Carbon dioxide enhanced gas recovery (EGR) is a promising technique to sequester CO2 and boost natural gas recovery from conventional depleted and unconventional tight gas reservoirs. Clay minerals are usually present in sandstone reservoirs and their influence on the efficiency of CO2-EGR is yet to be examined. In this study, the impact of clays on CO2 adsorption was evaluated for different sandstone rocks with various amounts and types of clays in the temperature range from 50–100 °C and pressures up 20 bars.
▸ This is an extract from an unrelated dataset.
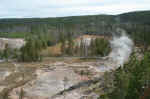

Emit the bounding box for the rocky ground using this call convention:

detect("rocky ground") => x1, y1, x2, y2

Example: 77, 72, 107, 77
0, 57, 117, 99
The results showed that the adsorption of CO2 on sandstone rocks depends on the clay type, amount, and distribution. Clay-rich sandstone rocks, which have swellable clays such as illite, showed the highest CO2 uptake at a temperature of 50 °C and a pressure of 20 bars with total CO2 uptake of 4.6 and 2.6 mg/g for Kentucky and Scioto rocks, respectively. In contrast, sandstone samples with low clay content and a considerable percentage of carbonates showed CO2 uptake just above 1.5 mg/g for Bandera sandstone and 1.1 mg/ gm for Berea sandstone at similar conditions. Moreover, raising the temperature to 75 °C decreased the CO2 uptake on sandstones. However, the alteration of clays crystallinity at a temperature of 100 °C improves the CO2 adsorption. Adsorption isotherm analysis revealed that at the CO2 adsorption is monolayer at low temperature (50 °C) and pressure of 20 bars; whereas multilayer adsorption at 75 and 100 °C is predicted by Freundlich isotherm model. The thermodynamic analysis illustrated that the adsorption of CO2 on sandstone rocks is physisorption and exothermic on Kentucky, Scioto, and Berea sandstones and endothermic on Bandera sandstone. Core flooding experiments at 100 °C revealed the potential of CO2-EGR for clay-rich sandstone and highlighted the role of clays distribution.